Study finds tax benefits delay births and deaths

4 July 2006
| By Liam Egan |

Studies by two Australian economists have found the possibility of saving money to be sufficient cause for the rich to in effect delay their deaths and expectant mothers their date of delivery.

The findings were made by Andrew Leigh, of the Australian National University, and Joshua Gans, of the Melbourne Business School, in two separate studies: “Did the Death of Australian Inheritance Taxes Affect Deaths?” and “Born on the First of July”.

In the former study, the two researchers found that five in every nine rich people were able to effectively delay their deaths to benefit from the abolition of federal inheritance tax from midnight July 1, 1979.

Leigh and Gans found that these people, statistically, should have expired in the last week of June in that year, but did not do so until the first week of July, enabling their estate to benefit from the new tax regime.

Rich people dying before the deadline were to be taxed at up to 28 per cent of the value of their estates, while those who survived into the new financial year were not taxed at death.

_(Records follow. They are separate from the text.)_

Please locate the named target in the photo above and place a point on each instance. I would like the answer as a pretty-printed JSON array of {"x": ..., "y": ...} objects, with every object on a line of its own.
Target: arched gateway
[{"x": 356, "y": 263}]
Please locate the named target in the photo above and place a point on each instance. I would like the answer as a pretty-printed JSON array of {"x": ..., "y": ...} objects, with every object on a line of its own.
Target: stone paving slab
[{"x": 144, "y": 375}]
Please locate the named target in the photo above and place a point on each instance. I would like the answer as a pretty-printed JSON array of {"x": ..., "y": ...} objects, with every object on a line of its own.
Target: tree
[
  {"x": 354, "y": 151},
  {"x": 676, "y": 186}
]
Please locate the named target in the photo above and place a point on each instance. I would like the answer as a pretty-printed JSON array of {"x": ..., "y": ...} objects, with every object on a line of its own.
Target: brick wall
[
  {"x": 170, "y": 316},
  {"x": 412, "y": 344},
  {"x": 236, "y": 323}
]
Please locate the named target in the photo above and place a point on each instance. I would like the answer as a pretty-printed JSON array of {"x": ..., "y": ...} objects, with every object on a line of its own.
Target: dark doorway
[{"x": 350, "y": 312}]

In an interesting footnote, the economists conceded that relatives might have concealed relatives’ bodies until the new financial year in an effort to meet the new deadline.

In the second study, “Born of the First of July”, the researchers found that the births of more than 1,000 babies were effectively held back until after midnight on July 1, 2004, allowing parents to claim the $3,000 baby bonus.

The study pointed to Australian Bureau of Statistics (ABS) data on births for 2004, which showed 490 babies were delivered on June 30, when the babies’ parents received no bonus, representing one of the quietest delivery days that year.

On July 1, however, the first day of the $3,000 bonus, the number of births doubled to 978, making it the busiest birth day in 30 years of ABS birth statistics. There were a further 902 births the next day, July 2, making it the seventh most popular delivery day in the past three decades.

The study has raised the spectre of a similar birth ratio occurring at the end of this financial year, June 30, when the baby bonus increases by $1,000 to $4,000.